Design/Methods: This multicenter, controlled, prospective, randomized study consisted of 1164 hypertensive Japanese patients, 65 to 84 years of age, who were randomized to two arms and followed over three years. The study consisted of 134 Japanese institutions, and its two arms included:
- High-dose ARB monotherapy (n=578)
- ARB + CCB combination therapy, the control (n=586)
Endpoints: The study's primary endpoint consisted of fatal and non-fatal cardiovascular, coronary, and vascular events as well as diabetic complications, renal dysfunction, and all-cause mortality over 36 months. Its secondary endpoint included each cardiovascular event's incidence, blood pressure changes, and other adverse events, also over 36 months.
Results: The primary composite endpoint rate (PCER) for the high-dose ARB and ARB plus CCB groups was not significant (P=0.1717).
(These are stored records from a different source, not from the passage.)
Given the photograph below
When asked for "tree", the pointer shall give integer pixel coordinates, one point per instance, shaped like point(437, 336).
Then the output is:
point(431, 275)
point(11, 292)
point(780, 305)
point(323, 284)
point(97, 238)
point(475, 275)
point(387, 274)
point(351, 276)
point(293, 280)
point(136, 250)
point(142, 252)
Among patients with cardiovascular disease, the PCER was higher for high-dose ARB than for ARB + CCB (P=0.0261), while for those without cardiovascular disease (+ type 2 DM), the PCER was lower for high-dose ARB than for ARB + CCB (P=0.1445).
Conclusions: Although no difference in cardiovascular events and non-cardiovascular deaths existed between high-dose ARB and ARB + CCB groups, in patients with cardiovascular disease, the primary endpoint rate was lower in the ARB + CCB cohort.
According to new International Diabetes Federation (IDF) regulations (click here for full press release), bariatric surgery should be considered as an option for the treatment of diabetes, even in patients who are only moderately overweight. This ruling is a departure from American Diabetes Association (ADA) guidelines which state that surgery should only be considered a treatment option for morbidly obese diabetes patients. In addition to disagreement from the ADA, some clinicians are wary of the IDF recommendation and believe that the long term outcomes of bariatric surgery warrant further study. Still, on the heels of the recent FDA decision to expand eligibility criteria for laparoscopic gastric banding procedures to less obese patients, this decision reflects the ever-growing acceptance of bariatric surgery among both physicians and patients to treat a broadening range of patients and conditions.